PyTorch Lightning Training

PyTorch Lightning trainer implementation.

class openadmet.models.trainer.lightning.LightningTrainer(*, max_epochs: int = 20, accelerator: str = 'gpu', devices: int = 1, use_wandb: bool = False, output_dir: Path = None, wandb_project: str = 'openadmet-testing', early_stopping: bool = False, early_stopping_patience: int = 10, early_stopping_mode: str = 'min', early_stopping_min_delta: float = 0.001, gradient_clip_val: float = 0.0, precision: int = 32, accumulate_grad_batches: int = 1, deterministic: bool = False, fast_dev_run: bool = False, limit_train_batches: float = 1.0, limit_val_batches: float = 1.0, wandb_logger: Any = None)[source]

Bases: TrainerBase

Trainer for PyTorch models.

Variables:

max_epochs (int) – The maximum number of epochs to train for.
accelerator (str) – The accelerator to use, e.g. ‘cpu’, ‘gpu’.
devices (int) – The number of devices to use, e.g. 1 for single GPU, -1 for all available GPUs.
use_wandb (bool) – Whether to use Weights & Biases for logging.
output_dir (Path) – The output directory to save logs and models.
wandb_project (str) – The Weights & Biases project name.
early_stopping (bool) – Whether to use early stopping.
early_stopping_patience (int) – The number of epochs with no improvement after which training will be stopped.
early_stopping_mode (str) – The mode for early stopping, either ‘min’ or ‘max’.
early_stopping_min_delta (float) – The minimum change in the monitored quantity to qualify as an improvement.
gradient_clip_val (float) – The value to clip gradients at.
precision (int) – The precision to use, e.g. 32, 16, or ‘bf16’.
accumulate_grad_batches (int) – The number of batches to accumulate gradients over.
deterministic (bool) – Whether to use deterministic algorithms.
fast_dev_run (bool) – Whether to run a single batch for debugging.
limit_train_batches (float) – The fraction of training batches to use, e.g. 1.0 for all, 0.5 for half, or an integer for a fixed number.
limit_val_batches (float) – The fraction of validation batches to use, e.g. 1.0 for all, 0.5 for half, or an integer for a fixed number.

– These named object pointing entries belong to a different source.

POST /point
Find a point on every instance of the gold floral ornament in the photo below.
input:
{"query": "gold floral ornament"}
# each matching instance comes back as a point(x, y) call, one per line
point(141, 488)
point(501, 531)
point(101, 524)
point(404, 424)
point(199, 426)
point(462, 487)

Default is 1.0.
wandb_logger (Any) – The Weights & Biases logger.
_logger (Any) – The logger.
_trainer (Any) – The PyTorch Lightning trainer.
_callbacks (Any) – The callbacks.

accelerator: str

accumulate_grad_batches: int

build(no_val: bool = False)[source]

Build the model trainer.

Parameters:: no_val (bool, optional) – If no validation set specified, aka training a no split model, by default False

deterministic: bool

devices: int

early_stopping: bool

early_stopping_min_delta: float

early_stopping_mode: str

early_stopping_patience: int

fast_dev_run: bool

gradient_clip_val: float

limit_train_batches: float

limit_val_batches: float

make_new() → LightningTrainer[source]: Copy parameters to a new LightningTrainer instance.

max_epochs: int

model_config: ClassVar[ConfigDict] = {}: Configuration for the model, should be a dictionary conforming to [ConfigDict][pydantic.config.ConfigDict].

model_post_init(context: Any, /) → None

This function is meant to behave like a BaseModel method to initialize private attributes.

It takes context as an argument since that’s what pydantic-core passes when calling it.

Args:: self: The BaseModel instance. context: The context.

output_dir: Path

precision: int

train(train_dataloader, val_dataloader)[source]

Train the model.

Parameters:

train_dataloader (DataLoader) – The training data loader.
val_dataloader (DataLoader) – The validation data loader.

Returns:

model – The trained model.

Return type:

TrainerBase

use_wandb: bool

wandb_logger: Any

wandb_project: str